Uma equipe liderada por pesquisadores da Universidade do Texas em Austin descobriu que um novo medicamento bioinspirado restaura a eficácia das células imunológicas no combate ao câncer. Em modelos de ratos com melanoma, câncer de bexiga, leucemia e câncer de cólon, a droga retardou o crescimento do tumor, prolongou a vida útil e melhorou a eficácia da imunoterapia. A pesquisa, publicada na revista Cancer Cell, pode mudar o destino de muitos pacientes com câncer.

Compreendendo as exclusões de DNA

Muitos tipos de câncer excluem um trecho de DNA chamado 9p21. Na verdade, é a eliminação de ADN mais comum em todos os cancros, ocorrendo em até 25%-50% de certos cancros, tais como melanoma, cancro da bexiga, mesotelioma e certos cancros cerebrais. Os cientistas sabem há muito tempo que os cancros com deleções 9p21 significam que os pacientes têm pior prognóstico e são resistentes à imunoterapia – estratégias de tratamento concebidas para aumentar a resposta imunitária natural do paciente ao cancro.

Esta eliminação ajuda as células cancerígenas a evitar a detecção e destruição pelo sistema imunitário, em parte porque leva as células cancerígenas a segregarem um composto tóxico chamado MTA, que prejudica a função normal das células imunitárias e dificulta a eficácia da imunoterapia.

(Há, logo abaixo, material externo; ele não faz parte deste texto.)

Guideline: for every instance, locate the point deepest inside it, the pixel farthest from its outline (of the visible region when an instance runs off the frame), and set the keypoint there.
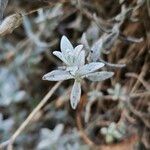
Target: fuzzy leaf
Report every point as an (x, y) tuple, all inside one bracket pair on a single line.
[(75, 94), (60, 56), (57, 75), (77, 50), (88, 68), (95, 52), (80, 60), (99, 76), (65, 45)]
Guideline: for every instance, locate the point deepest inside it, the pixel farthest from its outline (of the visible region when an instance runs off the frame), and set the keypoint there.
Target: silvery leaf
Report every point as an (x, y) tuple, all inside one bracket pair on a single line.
[(57, 75), (80, 60), (65, 45), (84, 41), (95, 52), (3, 4), (77, 50), (75, 94), (109, 40), (60, 56), (88, 68), (99, 76)]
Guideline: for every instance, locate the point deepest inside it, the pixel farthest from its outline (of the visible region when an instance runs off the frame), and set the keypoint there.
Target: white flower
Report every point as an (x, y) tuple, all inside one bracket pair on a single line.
[(69, 55), (74, 58)]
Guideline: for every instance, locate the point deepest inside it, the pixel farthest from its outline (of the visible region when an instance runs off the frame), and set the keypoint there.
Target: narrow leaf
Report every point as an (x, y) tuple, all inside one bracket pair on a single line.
[(65, 45), (57, 75), (86, 69), (60, 56), (99, 76), (75, 94)]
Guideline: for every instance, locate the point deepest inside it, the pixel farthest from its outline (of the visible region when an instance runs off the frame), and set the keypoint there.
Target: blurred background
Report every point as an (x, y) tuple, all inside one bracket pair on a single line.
[(113, 114)]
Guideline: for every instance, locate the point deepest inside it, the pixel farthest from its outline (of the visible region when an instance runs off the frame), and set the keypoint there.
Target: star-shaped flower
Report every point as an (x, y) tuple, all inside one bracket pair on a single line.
[(76, 69)]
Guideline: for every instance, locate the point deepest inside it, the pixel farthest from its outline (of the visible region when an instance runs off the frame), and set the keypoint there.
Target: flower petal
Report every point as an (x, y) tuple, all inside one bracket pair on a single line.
[(57, 75), (99, 76), (75, 94), (77, 50), (65, 45), (60, 56), (91, 67)]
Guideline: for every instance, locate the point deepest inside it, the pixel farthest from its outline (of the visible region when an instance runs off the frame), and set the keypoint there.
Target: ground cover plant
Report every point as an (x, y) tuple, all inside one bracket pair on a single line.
[(75, 74)]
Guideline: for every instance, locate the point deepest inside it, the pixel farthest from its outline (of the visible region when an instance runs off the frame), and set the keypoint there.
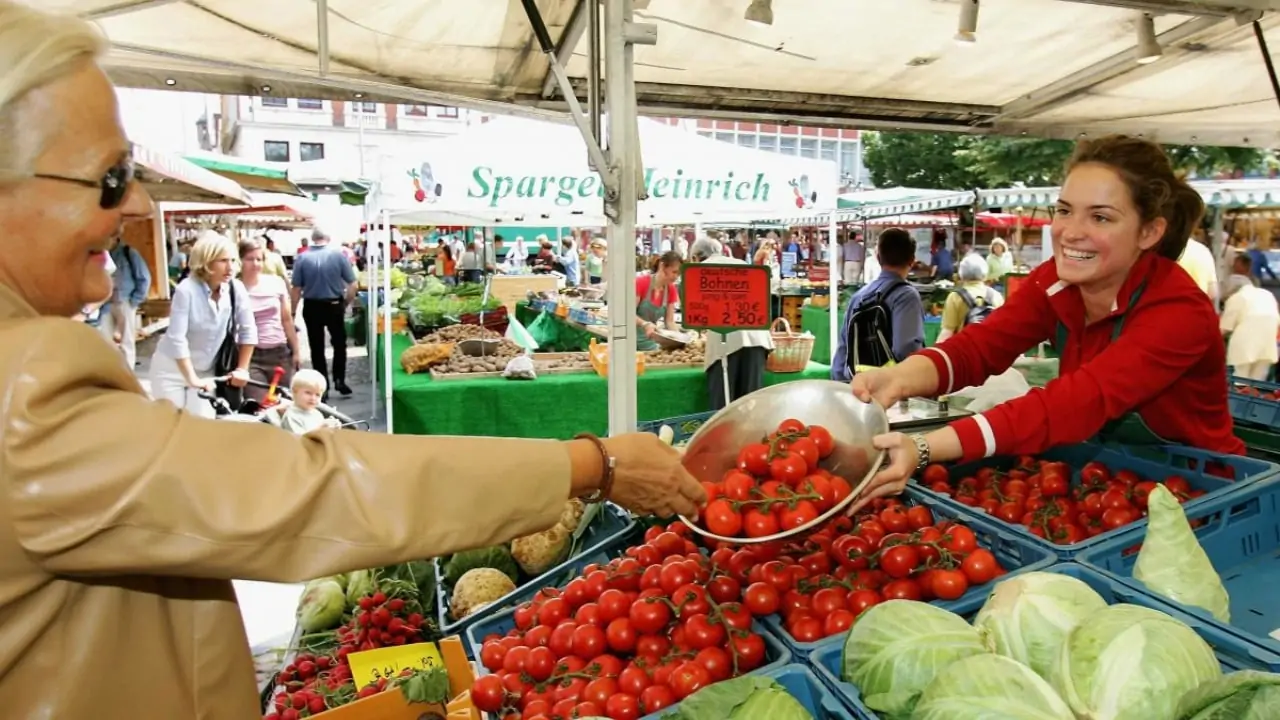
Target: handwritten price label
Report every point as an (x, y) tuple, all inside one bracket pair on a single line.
[(370, 665), (725, 297)]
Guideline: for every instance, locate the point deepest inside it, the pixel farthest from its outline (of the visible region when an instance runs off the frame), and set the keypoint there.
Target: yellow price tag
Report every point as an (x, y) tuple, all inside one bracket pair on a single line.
[(370, 665)]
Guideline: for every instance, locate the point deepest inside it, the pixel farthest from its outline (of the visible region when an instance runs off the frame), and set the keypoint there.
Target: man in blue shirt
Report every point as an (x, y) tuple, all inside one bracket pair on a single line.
[(895, 253), (325, 282), (131, 283)]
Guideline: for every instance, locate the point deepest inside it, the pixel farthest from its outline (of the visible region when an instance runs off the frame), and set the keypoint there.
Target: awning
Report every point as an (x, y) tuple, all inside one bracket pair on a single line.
[(169, 178)]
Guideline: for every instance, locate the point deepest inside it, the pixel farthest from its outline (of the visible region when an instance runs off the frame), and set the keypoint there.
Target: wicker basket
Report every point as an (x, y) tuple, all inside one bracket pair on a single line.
[(791, 351)]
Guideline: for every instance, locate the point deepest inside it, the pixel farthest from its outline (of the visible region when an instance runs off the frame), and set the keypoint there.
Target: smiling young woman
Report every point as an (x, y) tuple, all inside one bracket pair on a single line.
[(1142, 359)]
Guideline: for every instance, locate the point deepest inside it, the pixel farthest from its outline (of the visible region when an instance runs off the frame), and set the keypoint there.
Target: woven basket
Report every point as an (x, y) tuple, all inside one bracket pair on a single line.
[(791, 351)]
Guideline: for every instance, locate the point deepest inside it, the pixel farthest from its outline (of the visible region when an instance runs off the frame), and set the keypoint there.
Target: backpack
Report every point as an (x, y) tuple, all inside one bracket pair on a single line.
[(871, 331), (977, 313)]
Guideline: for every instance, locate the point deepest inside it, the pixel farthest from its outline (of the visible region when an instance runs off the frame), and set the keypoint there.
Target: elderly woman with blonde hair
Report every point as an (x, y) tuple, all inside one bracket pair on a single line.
[(126, 520), (208, 310)]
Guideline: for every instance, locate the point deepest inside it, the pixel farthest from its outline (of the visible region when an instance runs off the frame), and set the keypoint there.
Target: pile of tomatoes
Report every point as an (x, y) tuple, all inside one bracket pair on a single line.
[(622, 639), (1040, 495), (890, 551), (777, 484)]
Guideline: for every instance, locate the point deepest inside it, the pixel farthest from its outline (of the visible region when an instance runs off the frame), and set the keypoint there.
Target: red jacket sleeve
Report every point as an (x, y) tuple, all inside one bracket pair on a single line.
[(990, 347), (1159, 345)]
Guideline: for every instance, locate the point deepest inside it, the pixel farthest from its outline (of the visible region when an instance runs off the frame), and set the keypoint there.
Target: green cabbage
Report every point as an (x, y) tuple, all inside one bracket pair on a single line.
[(1171, 561), (990, 687), (1129, 662), (1247, 695), (897, 647), (1028, 616), (321, 606)]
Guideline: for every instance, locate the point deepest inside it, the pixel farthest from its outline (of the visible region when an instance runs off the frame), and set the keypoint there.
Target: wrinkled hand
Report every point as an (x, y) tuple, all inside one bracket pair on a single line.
[(649, 479), (881, 386), (891, 479)]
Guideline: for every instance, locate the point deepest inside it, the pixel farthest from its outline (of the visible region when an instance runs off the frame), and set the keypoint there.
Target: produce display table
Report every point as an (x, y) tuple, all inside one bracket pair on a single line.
[(552, 406)]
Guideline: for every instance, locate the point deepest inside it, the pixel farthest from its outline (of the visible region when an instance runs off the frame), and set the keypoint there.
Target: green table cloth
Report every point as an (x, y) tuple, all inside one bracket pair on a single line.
[(552, 406)]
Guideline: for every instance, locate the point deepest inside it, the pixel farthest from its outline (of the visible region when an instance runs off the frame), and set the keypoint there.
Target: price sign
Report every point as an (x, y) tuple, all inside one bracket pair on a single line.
[(725, 297), (388, 662)]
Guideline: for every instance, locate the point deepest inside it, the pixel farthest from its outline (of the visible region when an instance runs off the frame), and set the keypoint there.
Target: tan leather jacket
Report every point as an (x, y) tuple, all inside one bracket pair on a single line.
[(126, 519)]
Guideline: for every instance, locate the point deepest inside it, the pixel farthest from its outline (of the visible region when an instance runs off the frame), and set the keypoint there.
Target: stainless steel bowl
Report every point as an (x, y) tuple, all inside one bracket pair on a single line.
[(714, 447)]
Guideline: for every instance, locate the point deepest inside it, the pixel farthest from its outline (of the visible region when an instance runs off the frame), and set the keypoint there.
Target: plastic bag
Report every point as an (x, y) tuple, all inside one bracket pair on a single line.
[(1171, 561)]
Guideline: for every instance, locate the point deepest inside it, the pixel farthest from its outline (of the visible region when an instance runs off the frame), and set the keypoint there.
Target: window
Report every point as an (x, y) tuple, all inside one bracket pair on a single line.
[(275, 151), (828, 150), (310, 151)]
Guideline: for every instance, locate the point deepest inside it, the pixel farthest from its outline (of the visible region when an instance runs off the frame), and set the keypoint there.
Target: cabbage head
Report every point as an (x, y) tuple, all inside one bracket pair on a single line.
[(321, 606), (1028, 616), (990, 687), (1129, 662), (897, 647), (1247, 695), (1171, 561)]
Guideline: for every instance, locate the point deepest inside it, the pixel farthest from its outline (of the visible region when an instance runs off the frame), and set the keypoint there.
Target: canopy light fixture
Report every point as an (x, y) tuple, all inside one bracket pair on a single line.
[(968, 31), (1148, 48), (759, 12)]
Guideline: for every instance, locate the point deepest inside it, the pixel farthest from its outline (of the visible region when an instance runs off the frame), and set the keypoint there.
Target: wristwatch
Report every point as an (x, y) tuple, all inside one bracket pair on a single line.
[(922, 451)]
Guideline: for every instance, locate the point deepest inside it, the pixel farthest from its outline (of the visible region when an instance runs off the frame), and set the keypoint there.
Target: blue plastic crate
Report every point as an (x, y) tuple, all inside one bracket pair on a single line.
[(776, 654), (827, 662), (1253, 410), (1014, 551), (1155, 463), (682, 425), (805, 687), (1242, 537), (608, 531)]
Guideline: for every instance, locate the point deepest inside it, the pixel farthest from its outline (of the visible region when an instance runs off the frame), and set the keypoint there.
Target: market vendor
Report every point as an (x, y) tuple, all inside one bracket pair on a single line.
[(657, 299), (746, 350), (126, 519), (1142, 356)]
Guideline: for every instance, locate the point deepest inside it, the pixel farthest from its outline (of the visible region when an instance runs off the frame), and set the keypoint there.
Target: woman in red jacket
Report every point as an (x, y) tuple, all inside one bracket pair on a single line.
[(1142, 358)]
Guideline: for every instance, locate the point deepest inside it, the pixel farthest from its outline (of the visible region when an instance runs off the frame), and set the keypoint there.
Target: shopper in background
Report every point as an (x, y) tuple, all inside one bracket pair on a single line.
[(972, 300), (1251, 319), (126, 519), (205, 309), (657, 299), (1000, 263), (324, 283), (273, 315), (1142, 356), (746, 350)]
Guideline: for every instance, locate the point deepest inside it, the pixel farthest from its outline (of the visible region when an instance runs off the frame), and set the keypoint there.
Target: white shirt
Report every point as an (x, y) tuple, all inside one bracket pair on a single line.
[(739, 340), (1253, 319), (197, 324)]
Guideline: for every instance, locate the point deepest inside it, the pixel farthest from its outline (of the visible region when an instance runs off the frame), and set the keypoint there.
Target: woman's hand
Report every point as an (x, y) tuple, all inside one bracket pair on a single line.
[(891, 479), (881, 386), (649, 478)]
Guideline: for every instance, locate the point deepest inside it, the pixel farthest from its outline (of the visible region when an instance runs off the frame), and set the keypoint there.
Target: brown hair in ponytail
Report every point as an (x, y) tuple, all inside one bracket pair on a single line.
[(1157, 191)]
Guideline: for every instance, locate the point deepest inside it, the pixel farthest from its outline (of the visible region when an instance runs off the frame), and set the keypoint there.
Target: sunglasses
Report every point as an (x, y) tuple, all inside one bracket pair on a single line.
[(114, 183)]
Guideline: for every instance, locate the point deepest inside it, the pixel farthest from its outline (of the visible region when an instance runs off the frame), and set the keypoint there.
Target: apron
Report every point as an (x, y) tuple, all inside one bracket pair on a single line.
[(1129, 428), (650, 313)]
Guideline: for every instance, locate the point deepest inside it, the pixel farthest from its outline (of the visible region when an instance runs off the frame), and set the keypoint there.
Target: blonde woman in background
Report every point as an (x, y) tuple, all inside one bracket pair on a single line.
[(200, 314)]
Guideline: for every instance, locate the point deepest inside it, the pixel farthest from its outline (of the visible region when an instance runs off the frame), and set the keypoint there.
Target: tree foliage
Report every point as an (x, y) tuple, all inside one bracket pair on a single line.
[(963, 162)]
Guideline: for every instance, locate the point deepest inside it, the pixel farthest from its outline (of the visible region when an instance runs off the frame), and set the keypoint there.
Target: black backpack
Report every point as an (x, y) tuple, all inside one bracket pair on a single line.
[(871, 331), (977, 313)]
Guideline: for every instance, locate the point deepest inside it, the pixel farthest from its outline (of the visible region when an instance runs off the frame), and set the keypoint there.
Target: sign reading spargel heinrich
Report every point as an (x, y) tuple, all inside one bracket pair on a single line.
[(725, 297)]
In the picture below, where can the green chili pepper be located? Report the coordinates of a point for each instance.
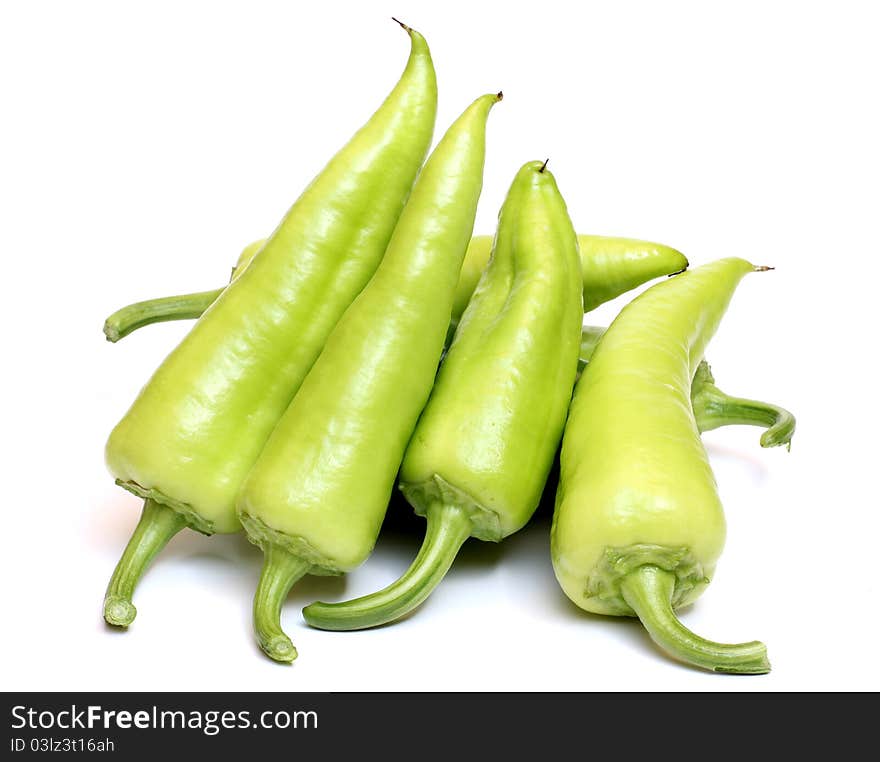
(712, 407)
(479, 457)
(315, 499)
(611, 266)
(199, 424)
(638, 525)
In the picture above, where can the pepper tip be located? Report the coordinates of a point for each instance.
(119, 612)
(280, 648)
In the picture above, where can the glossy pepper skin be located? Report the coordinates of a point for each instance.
(198, 425)
(480, 455)
(714, 408)
(638, 525)
(315, 499)
(610, 266)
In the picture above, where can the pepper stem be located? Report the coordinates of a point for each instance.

Micrografia eletrônica de varredura pseudocolor de uma célula de carcinoma espinocelular oral (branco) atacada por duas células T citotóxicas (vermelho). Fonte: Rita Elena Serda, Duncan Comprehensive Cancer Center, Instituto Nacional do Câncer, Baylor College of Medicine, Institutos Nacionais de Saúde.

Potencial de novos medicamentos

“Em modelos animais, nossa droga reduziu o MTA de volta ao normal e o sistema imunológico foi reiniciado”, disse Everett Stone, professor associado de pesquisa no Departamento de Biociências Moleculares e professor associado de oncologia na Dell Medical School, que liderou o estudo. “Vemos mais células T ao redor do tumor, e elas estão em modo de ataque. As células T são um importante tipo de célula imunológica, como uma equipe da SWAT, capaz de identificar células tumorais e injetar nelas um grande número de enzimas para comer o tumor de dentro para fora.”

Stone prevê usar o medicamento em conjunto com a imunoterapia para aumentar sua eficácia.

Os co-autores do estudo são Donjeta Gjuka, ex-bolsista de pós-doutorado da UT que agora é cientista da Takeda Oncology, e Elio Adib, ex-Brigham and Women's Hospital e pós-doutorado do Dana-Farber Cancer Institute que agora é residente no Massachusetts General Brigham Hospital.

Entenda os genes afetados pelas deleções

A perda de 9p21 leva à exclusão de alguns genes-chave nas células cancerígenas. Um par de genes que produzem reguladores do ciclo celular, proteínas que mantêm as células saudáveis ​​crescendo e se dividindo a um ritmo lento e constante, desapareceu. Quando esses genes são perdidos, as células podem crescer de forma incontrolável. É por isso que causam câncer. Também foi excluído um gene doméstico que produz uma enzima que decompõe a toxina MTA. Stone acredita que a perda desse gene dá às células cancerígenas um novo superpoder: a capacidade de desativar o sistema imunológico.

“Quando uma célula cancerígena perde esses dois genes, ela consegue o melhor de dois coelhos com uma cajadada só”, disse Stone. “Ele perde os freios que normalmente o impedem de crescer descontroladamente. Ao mesmo tempo, desarma a força policial do corpo. Torna-se um câncer mais agressivo e maligno”.

Para criar os candidatos a medicamentos, Stone e seus colegas usaram primeiro enzimas produzidas naturalmente pelo corpo que ajudam a quebrar o MTA e depois adicionaram polímeros flexíveis.

“Esta já é uma enzima muito boa, mas precisamos otimizá-la para que dure mais tempo no corpo”, disse Stone. "Se apenas injetarmos a enzima natural, ela será excretada em poucas horas. Nos ratos, nossa versão modificada sobrevive na circulação por dias; nos humanos, sobrevive por muito mais tempo."

Os investigadores planeiam realizar mais testes de segurança do seu medicamento, chamado PEG-MTAP, e estão à procura de financiamento para o levar a ensaios clínicos em humanos.